Cada vez que noto una bola de fuego aproximándose, despejo el área y danzo cual pato en celo en busca de atraer al cataclismo. Y si no es tan grave, bailo más fuerte a ver si se me enoja y me pega con rabia. Un sadomasoquismo irreal, poco orgánico. Un mecanismo de autodestrucción ejemplar. La pregunta sería... ¿Dar el ejemplo de que puntualmente?
No logro concebir una salida pacífica para este mal de ardores otoñales superfluos.
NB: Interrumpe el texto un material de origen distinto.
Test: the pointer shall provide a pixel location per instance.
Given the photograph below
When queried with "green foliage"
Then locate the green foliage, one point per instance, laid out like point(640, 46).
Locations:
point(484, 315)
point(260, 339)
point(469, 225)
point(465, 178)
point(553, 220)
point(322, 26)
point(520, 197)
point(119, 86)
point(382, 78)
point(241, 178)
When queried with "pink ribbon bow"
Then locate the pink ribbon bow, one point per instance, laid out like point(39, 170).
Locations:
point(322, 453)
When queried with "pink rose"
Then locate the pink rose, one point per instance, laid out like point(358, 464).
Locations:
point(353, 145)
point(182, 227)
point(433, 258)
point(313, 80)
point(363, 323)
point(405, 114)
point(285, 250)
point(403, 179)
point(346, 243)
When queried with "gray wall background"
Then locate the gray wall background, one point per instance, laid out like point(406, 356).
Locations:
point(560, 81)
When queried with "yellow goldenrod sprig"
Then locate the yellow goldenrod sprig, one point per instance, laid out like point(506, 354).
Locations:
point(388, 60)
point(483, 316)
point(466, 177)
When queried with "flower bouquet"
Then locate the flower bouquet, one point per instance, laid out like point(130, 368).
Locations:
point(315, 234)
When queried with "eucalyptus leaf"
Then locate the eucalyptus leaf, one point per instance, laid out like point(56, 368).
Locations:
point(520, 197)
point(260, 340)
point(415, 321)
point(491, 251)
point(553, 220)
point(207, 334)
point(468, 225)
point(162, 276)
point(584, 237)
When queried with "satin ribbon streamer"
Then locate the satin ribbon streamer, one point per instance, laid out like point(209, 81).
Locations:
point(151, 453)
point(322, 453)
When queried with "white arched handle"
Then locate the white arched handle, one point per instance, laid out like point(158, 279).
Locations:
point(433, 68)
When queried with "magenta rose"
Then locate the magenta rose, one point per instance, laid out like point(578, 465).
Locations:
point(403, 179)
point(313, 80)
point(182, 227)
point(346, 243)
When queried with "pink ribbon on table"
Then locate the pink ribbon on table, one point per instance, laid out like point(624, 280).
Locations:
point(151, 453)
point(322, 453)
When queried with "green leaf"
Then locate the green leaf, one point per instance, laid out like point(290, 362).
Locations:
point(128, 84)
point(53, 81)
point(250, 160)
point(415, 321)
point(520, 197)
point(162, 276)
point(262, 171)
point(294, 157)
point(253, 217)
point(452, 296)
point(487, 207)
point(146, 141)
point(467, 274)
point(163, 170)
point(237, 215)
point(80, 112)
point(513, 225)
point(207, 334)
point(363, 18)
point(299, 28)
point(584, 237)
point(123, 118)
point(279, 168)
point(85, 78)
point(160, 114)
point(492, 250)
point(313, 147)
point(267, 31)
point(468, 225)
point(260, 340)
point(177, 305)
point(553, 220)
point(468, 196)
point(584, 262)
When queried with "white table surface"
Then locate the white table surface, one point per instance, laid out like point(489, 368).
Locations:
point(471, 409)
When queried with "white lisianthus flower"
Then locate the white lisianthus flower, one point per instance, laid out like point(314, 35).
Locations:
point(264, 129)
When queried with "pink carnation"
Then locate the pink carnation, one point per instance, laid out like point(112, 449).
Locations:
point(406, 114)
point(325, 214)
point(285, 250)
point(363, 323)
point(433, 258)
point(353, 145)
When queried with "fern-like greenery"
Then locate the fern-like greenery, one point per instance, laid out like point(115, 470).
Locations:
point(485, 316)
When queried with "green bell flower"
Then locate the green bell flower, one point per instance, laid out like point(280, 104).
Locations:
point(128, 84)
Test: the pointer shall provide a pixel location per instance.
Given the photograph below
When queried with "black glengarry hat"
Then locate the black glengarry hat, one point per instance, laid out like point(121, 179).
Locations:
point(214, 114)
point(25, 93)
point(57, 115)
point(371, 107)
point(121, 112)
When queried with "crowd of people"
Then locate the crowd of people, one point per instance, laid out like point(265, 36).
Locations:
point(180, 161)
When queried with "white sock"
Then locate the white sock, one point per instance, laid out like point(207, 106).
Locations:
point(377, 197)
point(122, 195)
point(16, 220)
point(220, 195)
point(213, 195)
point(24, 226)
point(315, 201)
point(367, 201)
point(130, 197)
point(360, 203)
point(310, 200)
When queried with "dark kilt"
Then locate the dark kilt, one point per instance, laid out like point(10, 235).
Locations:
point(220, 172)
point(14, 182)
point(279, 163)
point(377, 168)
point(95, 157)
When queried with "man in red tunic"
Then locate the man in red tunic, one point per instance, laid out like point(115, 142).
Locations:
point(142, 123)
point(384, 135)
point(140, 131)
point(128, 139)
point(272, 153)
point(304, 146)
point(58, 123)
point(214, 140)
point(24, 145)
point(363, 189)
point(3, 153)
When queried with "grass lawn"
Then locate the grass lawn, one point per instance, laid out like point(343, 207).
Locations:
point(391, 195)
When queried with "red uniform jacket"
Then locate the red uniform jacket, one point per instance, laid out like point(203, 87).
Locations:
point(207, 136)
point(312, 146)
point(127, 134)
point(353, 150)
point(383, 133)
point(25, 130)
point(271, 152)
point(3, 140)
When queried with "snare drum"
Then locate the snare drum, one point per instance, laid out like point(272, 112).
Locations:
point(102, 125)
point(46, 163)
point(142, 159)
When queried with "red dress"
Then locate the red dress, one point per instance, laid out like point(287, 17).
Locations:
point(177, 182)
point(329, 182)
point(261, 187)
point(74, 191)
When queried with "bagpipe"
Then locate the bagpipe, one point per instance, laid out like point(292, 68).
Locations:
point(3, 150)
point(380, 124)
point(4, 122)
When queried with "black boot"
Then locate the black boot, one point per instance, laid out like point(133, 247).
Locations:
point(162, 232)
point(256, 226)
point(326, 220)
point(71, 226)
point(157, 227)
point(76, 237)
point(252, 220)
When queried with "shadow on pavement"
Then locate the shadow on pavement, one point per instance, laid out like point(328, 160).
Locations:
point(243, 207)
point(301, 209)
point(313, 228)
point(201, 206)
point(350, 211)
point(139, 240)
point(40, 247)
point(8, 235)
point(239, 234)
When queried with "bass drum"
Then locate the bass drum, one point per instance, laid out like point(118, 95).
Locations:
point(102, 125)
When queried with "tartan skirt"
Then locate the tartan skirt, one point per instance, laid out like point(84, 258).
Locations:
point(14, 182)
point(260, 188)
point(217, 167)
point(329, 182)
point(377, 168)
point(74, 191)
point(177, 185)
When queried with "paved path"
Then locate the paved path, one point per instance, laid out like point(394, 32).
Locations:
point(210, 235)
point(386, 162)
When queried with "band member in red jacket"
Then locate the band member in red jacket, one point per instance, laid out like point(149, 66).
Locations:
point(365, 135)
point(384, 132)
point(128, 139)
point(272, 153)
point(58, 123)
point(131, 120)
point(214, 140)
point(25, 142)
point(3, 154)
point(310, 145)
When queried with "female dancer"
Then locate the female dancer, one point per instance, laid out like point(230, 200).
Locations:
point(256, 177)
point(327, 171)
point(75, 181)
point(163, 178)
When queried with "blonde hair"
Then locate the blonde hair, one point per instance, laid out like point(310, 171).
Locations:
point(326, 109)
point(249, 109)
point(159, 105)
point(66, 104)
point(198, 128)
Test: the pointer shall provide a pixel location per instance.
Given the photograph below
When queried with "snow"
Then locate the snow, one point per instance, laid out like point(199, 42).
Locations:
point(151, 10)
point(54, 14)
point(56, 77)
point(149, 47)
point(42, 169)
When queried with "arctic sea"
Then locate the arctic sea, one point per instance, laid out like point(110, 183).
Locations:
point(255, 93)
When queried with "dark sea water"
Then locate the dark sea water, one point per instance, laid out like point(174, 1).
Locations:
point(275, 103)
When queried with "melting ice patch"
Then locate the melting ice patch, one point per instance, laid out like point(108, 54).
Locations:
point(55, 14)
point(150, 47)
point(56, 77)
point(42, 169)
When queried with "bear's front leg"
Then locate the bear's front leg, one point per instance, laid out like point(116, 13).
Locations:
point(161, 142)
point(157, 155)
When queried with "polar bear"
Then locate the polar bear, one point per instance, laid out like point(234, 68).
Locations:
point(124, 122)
Porque no la busco tampoco. Estoy parado en el medio de un escenario donde un adulto y un retoño juvenil representaría la revelación del misterio tabú referido a la no existencia física de Papa Noel. Y yo soy el niño, a quien le dicen, "no existe el gordo de barba".
En vez de llorar ríos de pena infantil y pureza a las rocas, me alegro. Me sonrío. Me regocijo. Con cara de cansado y actitud acuática. Nadando en una pileta de viscosidad, como de alcohol en gel pero sin quemar, sin desinfectar. Simple y sencillamente nadando en un ambiente inesperado.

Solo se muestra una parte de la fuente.